— План-Крепен! — вздохнув, заговорила маркиза. — Вам не кажется, что у комиссара уже достаточно забот? Наш Адальбер влюбляется не в первый раз и не в первый раз ссорится с Альдо. И как я горячо надеюсь, не в последний.

— Постараюсь что-то узнать и об этой истории. До меня доходили смутные слухи о певице Торелли. Прекрасная дама, похоже, злоупотребляет своими чарами, из-за нее свели счеты с жизнью уже несколько мужчин. Вы хорошо сделали, что рассказали мне об этом. В любом случае, прошу вас, не тревожьтесь. Как только у меня появятся вести об Альдо, я сразу же вам сообщу. Главное, не теряйте бодрости духа!

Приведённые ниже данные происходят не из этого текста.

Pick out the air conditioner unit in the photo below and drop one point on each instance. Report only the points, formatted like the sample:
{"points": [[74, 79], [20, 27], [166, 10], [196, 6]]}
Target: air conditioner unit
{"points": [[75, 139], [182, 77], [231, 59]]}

— Ну, этого у меня не отнять! — гордо объявила Мари-Анжелин. — В нашей семье все крепкого закала…

— Начиная с Крестовых походов! — заключила тетя Амели с тенью улыбки в прекрасных зеленых глазах.


Проверка кампании такси была проведена мгновенно и оказалась очень информативной. Выяснилось, что автомобиль с номером, указанным Люсьеном, принадлежит русскому, Федору Разинскому, бывшему адвокату из Петербурга, который совершенно не походил на упитанного итальянца, описанного Люсьеном. У Разинского была совершенно иная внешность. Высокий, худой, седеющий блондин чем-то походил на Карлова, с которым, как оказалось, он был даже знаком. Сходство оказалось не только внешним. Похожим был и глухой рокочущий бас, который наверняка мощно гремел под сводами церкви, и обидчивый гордый характер, который трудно было скрыть. Когда инспектор Соважоль явился к нему домой на улицу Фий-дю-Кальвер, желая очень вежливо осведомиться, где тот был и что делал вечером 3 декабря, тот сразу возмутился.

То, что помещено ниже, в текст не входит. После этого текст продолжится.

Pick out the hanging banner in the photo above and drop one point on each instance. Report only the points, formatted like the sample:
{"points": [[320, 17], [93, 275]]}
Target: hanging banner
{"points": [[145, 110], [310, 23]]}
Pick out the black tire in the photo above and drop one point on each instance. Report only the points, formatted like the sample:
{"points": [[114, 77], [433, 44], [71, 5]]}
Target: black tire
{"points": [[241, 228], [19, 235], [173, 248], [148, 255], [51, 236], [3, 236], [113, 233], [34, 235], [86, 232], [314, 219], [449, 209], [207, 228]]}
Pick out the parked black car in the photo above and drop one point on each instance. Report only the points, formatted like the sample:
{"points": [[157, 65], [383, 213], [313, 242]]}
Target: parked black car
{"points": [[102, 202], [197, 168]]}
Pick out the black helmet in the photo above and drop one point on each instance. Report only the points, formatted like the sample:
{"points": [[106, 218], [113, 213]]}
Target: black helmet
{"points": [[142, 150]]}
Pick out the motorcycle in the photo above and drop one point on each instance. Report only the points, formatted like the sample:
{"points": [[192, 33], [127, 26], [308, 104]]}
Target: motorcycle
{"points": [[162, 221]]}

— А вам что за дело? — пророкотал Разинский.

Не желая вступать в пререкания, невысокий Соважоль вежливо ему улыбнулся:

— Мне необходимо это знать.

— Извольте объяснить, по какой причине!

— Причина состоит в том, что, возможно, мне придется отвезти вас в тюрьму как сообщника в деле о похищении, — все так же вежливо отвечал Соважоль.

— Меня?! В тюрьму?!

— Именно. Вас и, само собой разумеется, ваш автомобиль. Поскольку ваш автомобиль — необходимое условие удачного похищения.

Великан согнулся поплам и взглянул в лицо отважного полицейского, яростно сопя.

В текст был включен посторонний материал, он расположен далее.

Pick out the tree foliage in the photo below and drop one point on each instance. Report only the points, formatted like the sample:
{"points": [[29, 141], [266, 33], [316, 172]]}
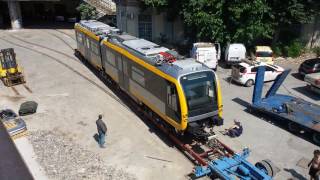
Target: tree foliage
{"points": [[87, 11], [246, 21]]}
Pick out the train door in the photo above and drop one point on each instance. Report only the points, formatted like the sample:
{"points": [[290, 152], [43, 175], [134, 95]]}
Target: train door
{"points": [[80, 42], [173, 106], [87, 48], [123, 73]]}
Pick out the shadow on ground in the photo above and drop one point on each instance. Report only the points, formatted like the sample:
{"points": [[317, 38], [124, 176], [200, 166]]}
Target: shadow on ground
{"points": [[279, 122], [297, 76], [305, 90], [295, 174]]}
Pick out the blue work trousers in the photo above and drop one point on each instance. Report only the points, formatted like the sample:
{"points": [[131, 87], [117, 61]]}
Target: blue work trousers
{"points": [[102, 137]]}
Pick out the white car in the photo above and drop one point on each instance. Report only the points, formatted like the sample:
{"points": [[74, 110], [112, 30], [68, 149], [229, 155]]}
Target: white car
{"points": [[206, 53], [245, 73], [314, 81]]}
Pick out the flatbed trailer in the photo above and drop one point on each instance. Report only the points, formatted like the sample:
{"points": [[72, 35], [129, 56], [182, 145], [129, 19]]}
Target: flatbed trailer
{"points": [[299, 114], [204, 154]]}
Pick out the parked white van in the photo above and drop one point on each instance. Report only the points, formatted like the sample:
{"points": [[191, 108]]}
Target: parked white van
{"points": [[206, 53], [235, 53]]}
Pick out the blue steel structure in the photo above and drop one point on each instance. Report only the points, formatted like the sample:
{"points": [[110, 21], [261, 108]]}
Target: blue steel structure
{"points": [[235, 167], [296, 111]]}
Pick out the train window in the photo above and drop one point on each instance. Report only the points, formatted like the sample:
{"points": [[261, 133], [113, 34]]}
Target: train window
{"points": [[119, 60], [172, 97], [172, 101], [79, 38], [95, 48], [88, 43], [138, 76], [125, 66], [111, 58]]}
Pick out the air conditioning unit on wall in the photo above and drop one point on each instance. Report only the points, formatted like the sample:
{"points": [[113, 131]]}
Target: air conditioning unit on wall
{"points": [[130, 16]]}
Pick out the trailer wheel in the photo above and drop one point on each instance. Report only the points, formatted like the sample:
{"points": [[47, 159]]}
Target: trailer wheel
{"points": [[267, 167], [249, 83], [293, 127], [316, 138]]}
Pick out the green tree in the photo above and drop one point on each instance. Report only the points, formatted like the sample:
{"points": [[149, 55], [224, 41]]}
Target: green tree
{"points": [[87, 11], [206, 16], [288, 13], [246, 21]]}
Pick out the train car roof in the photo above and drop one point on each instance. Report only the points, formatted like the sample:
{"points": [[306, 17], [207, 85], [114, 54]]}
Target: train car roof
{"points": [[144, 49]]}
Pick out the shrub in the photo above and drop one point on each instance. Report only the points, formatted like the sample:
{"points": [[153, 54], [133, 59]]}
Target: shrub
{"points": [[87, 11], [294, 49], [316, 50], [277, 50]]}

— Это я кого-то похитил?! И кого же?

— Иностранного аристократа, князя Морозини из Венеции. Его имя вам знакомо?

— Друга полковника Карлова? — проревел Разинский и, мгновенно успокоившись, сел. — Задавайте вопросы.

— Вопрос один: где вы были 3 декабря между половиной седьмого вечера и десятью часами?

— На улице Дарю. Репетировал. Я пою там в церковном хоре.

И в подтверждение своего таланта великан пропел несколько нот, глядя, как задрожали подвески на люстре.

— А где находилось ваше такси?

— Стояло перед дверью.

— У вас могли его одолжить?

— Нет! Не могли! Дурные шутники прокололи мне шину на запасном колесе и на левом заднем. Пока я пел, мне меняли шины.

— Благодарю вас. Не буду вас больше утруждать. Мы проверим ваши показания.

— Проверяйте, проверяйте! Увидите! Но скажите мне, пожалуйста… Этого самого Морозини, значит, украли 3 декабря… И где же?

— На пути от улицы Альфреда де Виньи до Лионского вокзала. Скорее всего, неподалеку от его дома. Он ехал на такси, автомобиль марки «G7» с вашим номером.

— С моим номером? Кто же это посмел? Ну, погоди, отыщу я этого мерзавца! — пригрозил Федор своим рокочущим басом. — И что шофер? Похож на меня?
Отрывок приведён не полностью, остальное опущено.